The effect of temperature gradient on the transport phenomenon in roots of maize plants grown under salinity conditions. conductivity and filtration properties

Abstract

An analysis of flows through primary root and first node root tissues of plants grown under conditions of salinity and nutrient deficiency induced by temperature gradients was carried out using. a mathematical model. The results obtained show that high KNO3 concentration in Knop’s nutrient solution (salinity) causes an inhibition of volume and heat flows and that the omission of KNO3 from Knop’s nutrient solution (deficiency) stimulates these flows. The causes of the inhibition lay in the fact that salinity reduced hydraulic, electric, and osmotic conductivity when compared with the control (Knop’s solution), but relative to nutrient deficiency, it increased osmotic conductivity, electrodiffusion, diffusion, and filtration of heat flow induced by the electric and heat power.
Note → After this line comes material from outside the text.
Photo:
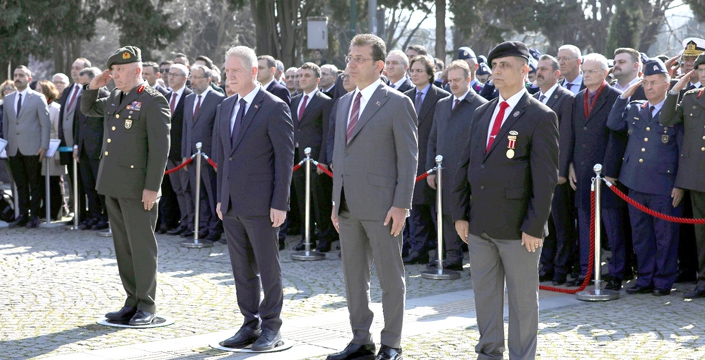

The causes of the stimulation were that deficiency partially decreased conductivities, similarly as salinity when compared with the control, and also decreased osmotic abilities of the system. By contrast, it increased heat conductivity and corresponding filtrations (diffusion-thermal, thermoosmotic). In first node root tissues, it increased all conductivities with the exception of electric conductivity, then osmotic, electroosmotic, diffusion, electrodiffusion, and filtration of heat flow and current flow, that is the number of possible ways of solution transport through root tissues increased.